Step 1: Load and Prepare the Data
What we did:
We loaded the raw transaction data and made sure the TransactionStartTime column was in proper date format.

Why:
We need this date column to calculate Recency — how recently a customer made a purchase.

In [1]:
import pandas as pd
from datetime import timedelta

def load_and_prepare_data(filepath: str) -> pd.DataFrame:
    df = pd.read_csv(filepath)
    df['TransactionStartTime'] = pd.to_datetime(df['TransactionStartTime'])
    return df

def calculate_rfm(df: pd.DataFrame) -> pd.DataFrame:
    snapshot_date = df['TransactionStartTime'].max() + timedelta(days=1)

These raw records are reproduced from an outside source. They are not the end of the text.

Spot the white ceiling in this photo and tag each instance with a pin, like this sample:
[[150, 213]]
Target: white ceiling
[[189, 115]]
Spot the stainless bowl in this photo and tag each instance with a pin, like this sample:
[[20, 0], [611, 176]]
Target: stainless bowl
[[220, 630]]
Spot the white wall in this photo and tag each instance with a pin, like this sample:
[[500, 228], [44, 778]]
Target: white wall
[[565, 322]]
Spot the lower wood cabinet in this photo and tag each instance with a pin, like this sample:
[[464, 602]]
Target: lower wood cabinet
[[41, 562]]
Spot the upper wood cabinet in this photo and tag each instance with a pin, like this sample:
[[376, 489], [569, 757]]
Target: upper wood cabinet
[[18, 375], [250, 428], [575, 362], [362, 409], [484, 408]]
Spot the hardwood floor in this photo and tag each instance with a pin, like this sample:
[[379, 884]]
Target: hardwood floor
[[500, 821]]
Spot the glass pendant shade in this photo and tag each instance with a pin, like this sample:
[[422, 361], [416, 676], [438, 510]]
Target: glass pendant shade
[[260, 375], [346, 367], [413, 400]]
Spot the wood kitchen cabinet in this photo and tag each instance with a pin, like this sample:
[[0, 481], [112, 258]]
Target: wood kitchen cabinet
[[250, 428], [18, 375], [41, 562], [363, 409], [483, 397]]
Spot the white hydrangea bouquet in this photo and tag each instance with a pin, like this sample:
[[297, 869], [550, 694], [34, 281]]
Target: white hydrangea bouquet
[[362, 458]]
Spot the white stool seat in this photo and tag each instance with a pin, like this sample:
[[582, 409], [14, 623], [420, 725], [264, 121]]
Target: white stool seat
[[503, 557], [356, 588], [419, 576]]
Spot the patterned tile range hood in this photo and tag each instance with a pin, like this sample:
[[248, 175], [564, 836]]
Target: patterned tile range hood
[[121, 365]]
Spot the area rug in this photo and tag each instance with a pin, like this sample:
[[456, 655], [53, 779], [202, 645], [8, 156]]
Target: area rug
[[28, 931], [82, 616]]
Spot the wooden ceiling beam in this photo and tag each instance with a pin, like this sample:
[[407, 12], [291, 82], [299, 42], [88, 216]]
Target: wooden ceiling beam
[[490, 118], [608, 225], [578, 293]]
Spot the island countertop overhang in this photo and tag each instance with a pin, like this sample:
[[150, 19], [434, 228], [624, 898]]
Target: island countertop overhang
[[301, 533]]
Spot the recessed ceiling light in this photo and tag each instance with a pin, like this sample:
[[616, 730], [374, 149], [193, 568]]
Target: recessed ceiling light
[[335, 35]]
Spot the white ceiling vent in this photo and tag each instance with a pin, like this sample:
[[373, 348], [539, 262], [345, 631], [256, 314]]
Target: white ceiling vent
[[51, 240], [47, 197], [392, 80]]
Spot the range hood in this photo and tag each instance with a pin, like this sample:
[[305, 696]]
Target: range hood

    rfm = df.groupby('CustomerId').agg({
        'TransactionStartTime': lambda x: (snapshot_date - x.max()).days,
        'TransactionId': 'count',
        'Amount': 'sum'
    }).reset_index()

    rfm.columns = ['CustomerId', 'Recency', 'Frequency', 'Monetary']
    return rfm


Step 2: Calculate RFM Metrics
What we did:
For each customer, we calculated:

Recency: How many days ago their last transaction was.

Frequency: How many total transactions they’ve made.

Monetary: Total money spent (sum of transaction amounts).

Why:
These 3 features are commonly used in marketing and credit scoring to understand customer engagement and financial behavior.

In [2]:
from sklearn.preprocessing import StandardScaler
from sklearn.cluster import KMeans

def preprocess_and_cluster_rfm(rfm: pd.DataFrame, n_clusters: int = 3) -> tuple[pd.DataFrame, KMeans]:
    # Drop rows with missing values
    rfm_clean = rfm.dropna(subset=['Recency', 'Frequency', 'Monetary']).copy()

    # Scale
    scaler = StandardScaler()
    rfm_scaled = scaler.fit_transform(rfm_clean[['Recency', 'Frequency', 'Monetary']])

    # K-Means clustering
    kmeans = KMeans(n_clusters=n_clusters, random_state=42, n_init=10)
    rfm_clean['Cluster'] = kmeans.fit_predict(rfm_scaled)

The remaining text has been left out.